Henry Ford, of booze-dripping Detroit, in an article for the current Pictorial Review, announced: "If booze ever comes back to the United States I am through with manufacturing."
Mr. Ford last week bought for a reputed price of $10,000 the 200-acre Vaucluse gold mine in Orange County, Va., never profitably worked since pre-Civil War days.
Commander Richard Evelyn Byrd and his mates in Little America, Antarctica, saw the sun again as southern hemisphere spring approached.
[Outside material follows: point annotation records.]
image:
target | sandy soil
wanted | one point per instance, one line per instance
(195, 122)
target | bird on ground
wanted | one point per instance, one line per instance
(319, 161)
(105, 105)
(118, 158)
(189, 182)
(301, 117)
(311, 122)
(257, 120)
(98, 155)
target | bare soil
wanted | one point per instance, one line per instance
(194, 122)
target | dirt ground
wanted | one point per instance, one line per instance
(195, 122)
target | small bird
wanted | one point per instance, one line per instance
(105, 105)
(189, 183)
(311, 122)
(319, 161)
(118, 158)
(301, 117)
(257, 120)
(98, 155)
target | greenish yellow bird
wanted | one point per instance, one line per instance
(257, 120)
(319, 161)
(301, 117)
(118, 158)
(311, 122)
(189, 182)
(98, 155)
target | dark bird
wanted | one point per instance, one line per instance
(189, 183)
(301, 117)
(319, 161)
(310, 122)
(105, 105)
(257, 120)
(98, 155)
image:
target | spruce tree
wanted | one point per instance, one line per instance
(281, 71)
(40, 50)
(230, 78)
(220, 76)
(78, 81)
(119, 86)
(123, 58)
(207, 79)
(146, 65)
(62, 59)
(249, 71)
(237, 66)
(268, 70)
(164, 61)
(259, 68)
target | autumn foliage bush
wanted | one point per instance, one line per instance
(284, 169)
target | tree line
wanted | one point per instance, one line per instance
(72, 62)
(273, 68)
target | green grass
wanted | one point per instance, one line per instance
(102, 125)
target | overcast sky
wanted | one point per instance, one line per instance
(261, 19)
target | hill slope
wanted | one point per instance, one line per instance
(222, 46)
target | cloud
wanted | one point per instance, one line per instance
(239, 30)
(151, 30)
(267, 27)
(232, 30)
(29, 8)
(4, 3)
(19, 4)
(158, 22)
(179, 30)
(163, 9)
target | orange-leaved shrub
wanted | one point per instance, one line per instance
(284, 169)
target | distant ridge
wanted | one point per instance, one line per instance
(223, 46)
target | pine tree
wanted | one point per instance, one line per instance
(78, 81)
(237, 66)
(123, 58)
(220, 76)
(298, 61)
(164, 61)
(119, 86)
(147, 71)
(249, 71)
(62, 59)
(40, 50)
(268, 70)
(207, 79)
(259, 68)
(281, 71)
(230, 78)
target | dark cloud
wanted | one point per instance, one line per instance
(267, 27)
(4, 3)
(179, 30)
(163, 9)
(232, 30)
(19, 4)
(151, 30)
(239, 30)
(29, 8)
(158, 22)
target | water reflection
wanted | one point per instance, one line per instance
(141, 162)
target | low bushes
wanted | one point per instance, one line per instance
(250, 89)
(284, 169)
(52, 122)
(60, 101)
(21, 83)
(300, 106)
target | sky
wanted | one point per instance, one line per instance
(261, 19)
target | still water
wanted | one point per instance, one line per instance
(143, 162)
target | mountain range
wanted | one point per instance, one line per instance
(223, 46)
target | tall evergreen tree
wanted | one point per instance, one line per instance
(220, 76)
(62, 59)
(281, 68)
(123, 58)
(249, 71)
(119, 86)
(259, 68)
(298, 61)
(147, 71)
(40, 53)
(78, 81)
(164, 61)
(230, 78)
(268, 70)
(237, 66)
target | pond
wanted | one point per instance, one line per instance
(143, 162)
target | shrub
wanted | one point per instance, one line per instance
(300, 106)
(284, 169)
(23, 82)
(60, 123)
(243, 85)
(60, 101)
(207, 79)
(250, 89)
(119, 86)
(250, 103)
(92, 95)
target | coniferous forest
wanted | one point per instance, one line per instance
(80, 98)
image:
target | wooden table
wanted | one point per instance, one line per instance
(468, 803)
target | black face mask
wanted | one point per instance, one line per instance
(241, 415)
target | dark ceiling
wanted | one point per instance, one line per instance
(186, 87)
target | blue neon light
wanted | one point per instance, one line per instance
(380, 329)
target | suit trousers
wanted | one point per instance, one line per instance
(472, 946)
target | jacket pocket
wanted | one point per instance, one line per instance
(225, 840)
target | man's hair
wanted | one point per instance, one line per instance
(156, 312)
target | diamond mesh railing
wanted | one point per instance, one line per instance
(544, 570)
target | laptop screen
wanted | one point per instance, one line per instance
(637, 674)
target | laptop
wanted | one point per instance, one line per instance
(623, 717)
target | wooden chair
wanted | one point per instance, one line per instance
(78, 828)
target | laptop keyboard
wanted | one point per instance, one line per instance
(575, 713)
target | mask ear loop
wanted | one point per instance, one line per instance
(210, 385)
Commander Byrd hoisted the U. S. flag--also British and Norwegian flags--for the first time since April and said: "This is a big day for us, because of the return of the sun, and a bigger day because it is Larry's [Laurence McKinley Gould, second-in-command] birthday." Wrote Russell Owens, official correspondent (New York Times]: "The ice cliffs sparkled like gigantic mirrors winking back a message of welcome to the sun as if there was some secret understanding between them and they were amused at our boisterous happiness."